Gold nanoparticles (AuNP) have raised lot of interest due to their application as contrast agents in CT imaging, X-ray and ultrasound sensitizers for tumour treatment. AuNPs are under development by combining multifunctional components  to yield ehanced site-selectivity in the tumor tissue. Gold nanoparticles are used as anticancer drug carriers, as sonosensitizers and radiotherapy sensitizers in novel applications.

 

Environmental stimuli responsive micelles, liposomes, polymeric vesicles.

Vesicular nanosystems assembled with responsive materials and targeting agents for the controlled release of anticancer drugs, proteins with immunostimolating propersties, siRNA for silencing proteins involved in cancer development are under development. These projects aim to generate carriers with finely controlled interfacial properties by a proper design of the components and the assembling strategies. The aim is to understand how the interfacial features of the carriers can be leveraged for the spatial and temporal control of the interaction with cells/tissues, the drug release, the intracellular fate. Nanocarriers are under investigation for the parenteral or local administration of different class of therapeutic molecules.

 

Formulation of proteins by physical assembly with amphiphilic polymers.
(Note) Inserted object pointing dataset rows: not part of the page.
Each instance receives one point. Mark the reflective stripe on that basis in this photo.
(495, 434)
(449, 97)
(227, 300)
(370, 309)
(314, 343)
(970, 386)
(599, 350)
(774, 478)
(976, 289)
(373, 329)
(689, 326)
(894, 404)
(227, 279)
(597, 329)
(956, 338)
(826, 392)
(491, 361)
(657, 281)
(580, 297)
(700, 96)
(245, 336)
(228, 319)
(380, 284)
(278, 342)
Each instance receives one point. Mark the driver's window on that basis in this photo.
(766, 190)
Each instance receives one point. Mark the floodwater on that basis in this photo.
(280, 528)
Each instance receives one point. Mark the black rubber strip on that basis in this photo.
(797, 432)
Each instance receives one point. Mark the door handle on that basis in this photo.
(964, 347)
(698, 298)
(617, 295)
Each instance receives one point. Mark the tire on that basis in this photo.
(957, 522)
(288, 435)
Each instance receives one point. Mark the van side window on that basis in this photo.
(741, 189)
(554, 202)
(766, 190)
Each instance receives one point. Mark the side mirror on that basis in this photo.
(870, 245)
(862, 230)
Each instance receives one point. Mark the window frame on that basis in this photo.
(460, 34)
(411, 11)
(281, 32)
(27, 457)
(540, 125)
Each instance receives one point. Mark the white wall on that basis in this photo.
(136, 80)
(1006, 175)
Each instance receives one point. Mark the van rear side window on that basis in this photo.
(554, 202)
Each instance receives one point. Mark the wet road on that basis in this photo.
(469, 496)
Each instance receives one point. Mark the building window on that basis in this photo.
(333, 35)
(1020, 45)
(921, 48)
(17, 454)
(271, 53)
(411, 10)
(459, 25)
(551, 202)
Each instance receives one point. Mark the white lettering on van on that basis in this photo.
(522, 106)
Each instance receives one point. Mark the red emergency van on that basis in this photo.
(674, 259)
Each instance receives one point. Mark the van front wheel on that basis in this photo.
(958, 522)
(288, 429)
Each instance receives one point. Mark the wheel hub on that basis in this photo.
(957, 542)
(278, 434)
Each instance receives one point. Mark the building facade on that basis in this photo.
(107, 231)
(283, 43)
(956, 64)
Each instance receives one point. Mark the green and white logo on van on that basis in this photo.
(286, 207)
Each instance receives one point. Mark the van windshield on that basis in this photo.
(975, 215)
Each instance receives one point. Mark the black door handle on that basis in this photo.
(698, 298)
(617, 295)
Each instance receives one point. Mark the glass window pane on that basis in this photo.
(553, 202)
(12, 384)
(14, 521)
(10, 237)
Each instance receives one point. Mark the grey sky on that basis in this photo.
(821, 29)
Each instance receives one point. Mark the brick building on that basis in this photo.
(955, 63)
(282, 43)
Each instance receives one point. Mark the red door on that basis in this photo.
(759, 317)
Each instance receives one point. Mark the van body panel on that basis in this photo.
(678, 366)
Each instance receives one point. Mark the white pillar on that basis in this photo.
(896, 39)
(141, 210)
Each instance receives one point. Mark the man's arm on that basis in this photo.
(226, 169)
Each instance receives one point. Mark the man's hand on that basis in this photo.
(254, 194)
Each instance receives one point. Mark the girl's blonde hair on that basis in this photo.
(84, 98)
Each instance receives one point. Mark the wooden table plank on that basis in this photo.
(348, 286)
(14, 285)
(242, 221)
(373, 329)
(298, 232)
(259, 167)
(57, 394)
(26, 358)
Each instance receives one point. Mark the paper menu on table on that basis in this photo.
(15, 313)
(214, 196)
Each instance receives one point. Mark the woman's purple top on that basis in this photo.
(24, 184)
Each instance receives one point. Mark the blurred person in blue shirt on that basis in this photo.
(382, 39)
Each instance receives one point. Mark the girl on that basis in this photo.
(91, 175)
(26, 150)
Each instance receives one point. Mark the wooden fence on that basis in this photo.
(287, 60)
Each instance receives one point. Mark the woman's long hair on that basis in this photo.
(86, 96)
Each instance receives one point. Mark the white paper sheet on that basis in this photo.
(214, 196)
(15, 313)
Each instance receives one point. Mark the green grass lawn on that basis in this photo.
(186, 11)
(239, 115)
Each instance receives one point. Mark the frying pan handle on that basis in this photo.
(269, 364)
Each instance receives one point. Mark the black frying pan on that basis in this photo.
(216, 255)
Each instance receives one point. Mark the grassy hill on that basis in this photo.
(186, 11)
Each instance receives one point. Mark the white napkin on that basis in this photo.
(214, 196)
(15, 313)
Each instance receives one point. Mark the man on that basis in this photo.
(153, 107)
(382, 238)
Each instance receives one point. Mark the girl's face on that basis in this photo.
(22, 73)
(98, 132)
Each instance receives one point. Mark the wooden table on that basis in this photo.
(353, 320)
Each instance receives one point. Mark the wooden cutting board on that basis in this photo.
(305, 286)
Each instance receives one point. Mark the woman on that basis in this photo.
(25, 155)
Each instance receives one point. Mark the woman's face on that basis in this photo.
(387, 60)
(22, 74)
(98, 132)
With the aim to efficiently deliver proteins with biological activity and ameliorate their pharmacokinetic profile, colloidal systems obtained by physically assembling amphiphilic polymers with cytokines are under development. This formulation approach was shown to significantly enhance the stability of the protein and allow for avoiding the chemical manipulation of the protein structure, which is detrimental for the therapeutic activity.